Now what we want to get from our extracted features is two NumPy arrays, `X` and `y`.  

These represent the samples $X_i$ in our dataset with their features $x$, and the labels for those samples $y_i$. In this case we have a total of $m=$91 samples (where $i \in 1, 2, ... m$).

We get these arrays as follows (noting there are always multiple ways to do things when you're programming):
- Take the `data` attribute of the {py:class}`~vocalpy.Features` we got back from the {py:class}`~vocalpy.FeatureExtractor` and convert it to a {py:class}`pandas.DataFrame` with one row: the scalar set of features for exactly one sound
- Use {py:mod}`pandas` to concatenate all those {py:class}`~pandas.DataFrame`s, so we end up with 91 rows
- Add a column to this `DataFrame` with the IDs of the birds -- we then have $X$ and $y$ in a single table we could save to a csv file, to do further analysis on later
- We get $X$ by using the `values` attribute of the `DataFrame`, which is a numpy array
- We get $y$ using {py:func}`pandas.factorize`, that converts the unique set of strings in the `"id"` column into integer class labels: i.e., since there are 4 birds, for every row we get a value from $\{0, 1, 2, 3\}$

```{code-cell} ipython3
df = pd.concat(
    [features.data.to_pandas()
    for features in features_list]
)
```

```{code-cell} ipython3
df.head()
```

```{code-cell} ipython3
df["id"] = pd.array(bird_ids, dtype="str")
y, _ = df["id"].factorize()
X = df.values[:, :-1]  # -1 because we don't want 'id' column
```

## Fitting a Random Forest classifier

Finally we will train a classifer from `scikit-learn` to classify these individuals.
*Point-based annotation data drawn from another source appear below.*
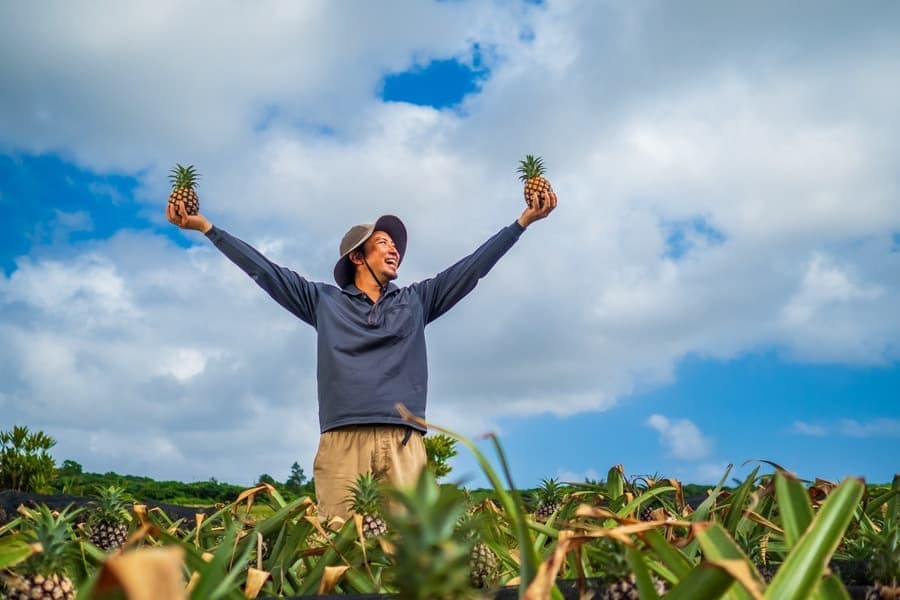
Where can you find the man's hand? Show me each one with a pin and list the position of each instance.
(177, 215)
(541, 206)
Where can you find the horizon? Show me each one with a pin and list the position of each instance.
(719, 283)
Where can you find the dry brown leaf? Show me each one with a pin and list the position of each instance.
(140, 511)
(330, 578)
(144, 574)
(256, 578)
(542, 584)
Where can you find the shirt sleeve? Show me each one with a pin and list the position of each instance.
(440, 293)
(286, 287)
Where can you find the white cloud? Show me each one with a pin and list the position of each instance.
(681, 437)
(804, 428)
(880, 427)
(874, 428)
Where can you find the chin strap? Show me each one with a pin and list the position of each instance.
(381, 286)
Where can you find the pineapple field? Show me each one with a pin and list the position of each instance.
(770, 536)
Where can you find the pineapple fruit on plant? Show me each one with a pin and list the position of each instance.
(109, 518)
(484, 566)
(550, 496)
(432, 542)
(365, 500)
(43, 576)
(531, 173)
(184, 180)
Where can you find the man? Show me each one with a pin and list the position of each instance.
(371, 341)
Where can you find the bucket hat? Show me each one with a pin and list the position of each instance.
(356, 236)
The original paper uses Linear Discriminant Analysis, but here we fit a random forest classifier, again simply because the random forest models are fast to fit.

```{code-cell} ipython3
import sklearn.model_selection
```

First we split the data into training and test splits using {py:func}`sklearn.model_selection.train_test_split`.

```{code-cell} ipython3
X_train, X_val, y_train, y_val = sklearn.model_selection.train_test_split(
    X, y, stratify=y, train_size=0.8
)
```

```{code-cell} ipython3
from sklearn.ensemble import RandomForestClassifier
```

Finally we can instantiate our model and fit it.

```{code-cell} ipython3
clf = RandomForestClassifier(max_depth=2, random_state=0)
clf.fit(X_train, y_train)
```

And we can evaluate the model's performance on a test set.

```{code-cell} ipython3
print(
    f"Accuracy: {clf.score(X_val, y_val) * 100:0.2f}%"
)
```

Looks pretty good!

Now you have seen a simple example of how to extract acoustic features from your data with VocalPy, and fit a model to them with scikit-learn.